自己株式の原則消却を盛り込んだ3度目となる商法改正案が24日、国会本会議に上程された。野党主導の法案に対し、与党はフィリバスター(無制限討論)を申請して対抗した。国会法に基づき、採決は25日午後に行われる見通しだ。
国会は24日午後の本会議で、金融・資本市場の構造改善を柱とする同改正案を上程した。法案では、企業が取得した自己株式について、原則として1年以内の消却を義務付ける。
電気通信事業法などにより外国人投資が制限される企業については、法令順守に必要な範囲で、施行日から3年以内に自己株式を原則処分しなければならないとした。
一方、役職員への補償や従業員持株制度の運営など一定の理由がある場合は、取締役全員が署名・押印した保有・処分計画について、毎年の株主総会で承認を受ければ、消却義務の例外が認められる。
ただ、財界が求めていた、合併・買収(M&A)や持ち株会社への転換に伴って「非自発的に取得した自己株式」への例外適用は、法案に反映されなかった。
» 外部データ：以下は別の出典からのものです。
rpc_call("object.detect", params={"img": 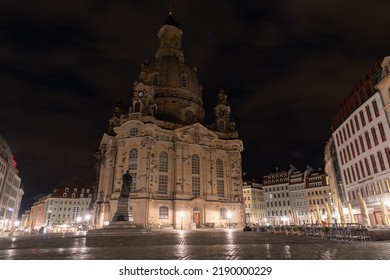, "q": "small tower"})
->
[212,87,238,138]
[108,100,128,135]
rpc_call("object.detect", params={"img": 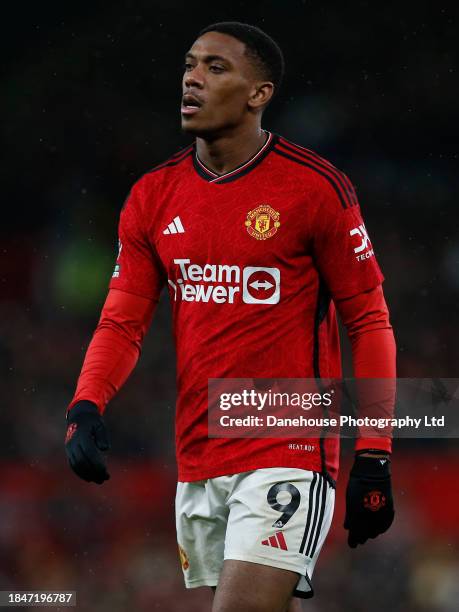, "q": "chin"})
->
[182,119,213,136]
与党は、改正案が国内企業を敵対的買収のリスクにさらしかねないとして強く反発している。経営権防衛の最低限の手段を確保するには、自己株式の一律消却義務化は避けるべきだとの立場だ。
与党は法案上程と同時にフィリバスターを申請し、ユン・ハンホン氏が最初の反対討論に立った。2月臨時国会が終了する来月3日まで、全面的なフィリバスターを通じて、野党単独による法案処理の問題点を訴える構えだ。
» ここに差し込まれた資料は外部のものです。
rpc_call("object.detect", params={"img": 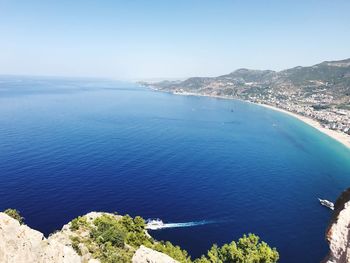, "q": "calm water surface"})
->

これに対し野党は、「コリア・ディスカウント」の解消には自己株式消却の義務化が必要だと主張している。国会法では、フィリバスター開始から24時間後、在籍議員の5分の3以上の賛成で討論を終結できるため、25日午後にも討論を打ち切り、採決に進む方針だ。
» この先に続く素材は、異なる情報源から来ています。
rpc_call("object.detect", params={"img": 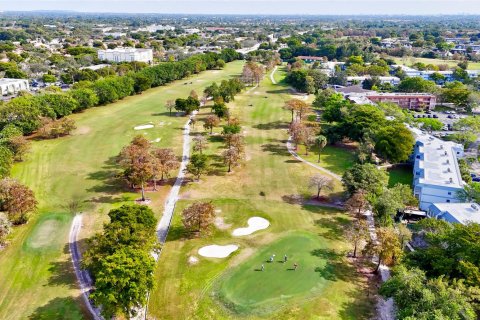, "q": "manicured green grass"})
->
[0,61,243,319]
[387,166,413,187]
[297,145,356,175]
[218,233,341,313]
[149,68,373,319]
[390,57,480,70]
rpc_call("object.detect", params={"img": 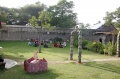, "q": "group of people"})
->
[28,39,40,47]
[54,41,66,48]
[28,39,48,48]
[28,39,67,48]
改正案の国会通過が現実味を帯びるなか、国内企業では規制適用前に自己株式の処分を急ぐ動きも出ている。資本市場研究院によると、昨年の上場企業による自己株式処分の開示のうち、25.3%が12月の1カ月間に集中した。
2025年1〜11月の自己株式処分の開示は月平均43.9件だったが、12月は164件に急増した。とりわけ12月の処分量の55.5%は、特定の個人または特定の企業を対象に実施された。
資本市場研究院のファン・ヒョンヨン研究委員は、「制度変更を前に、自己株式を支配権の安定や承継構造の整備に活用しようとする誘因が相当程度あったことを示している」と指摘した。その上で、「最大株主の子女に処分した場合、経営権の便法的な承継が問題になり得るほか、交換社債の発行を通じて友好的な株主を形成した事例も論点になり得る」と述べた。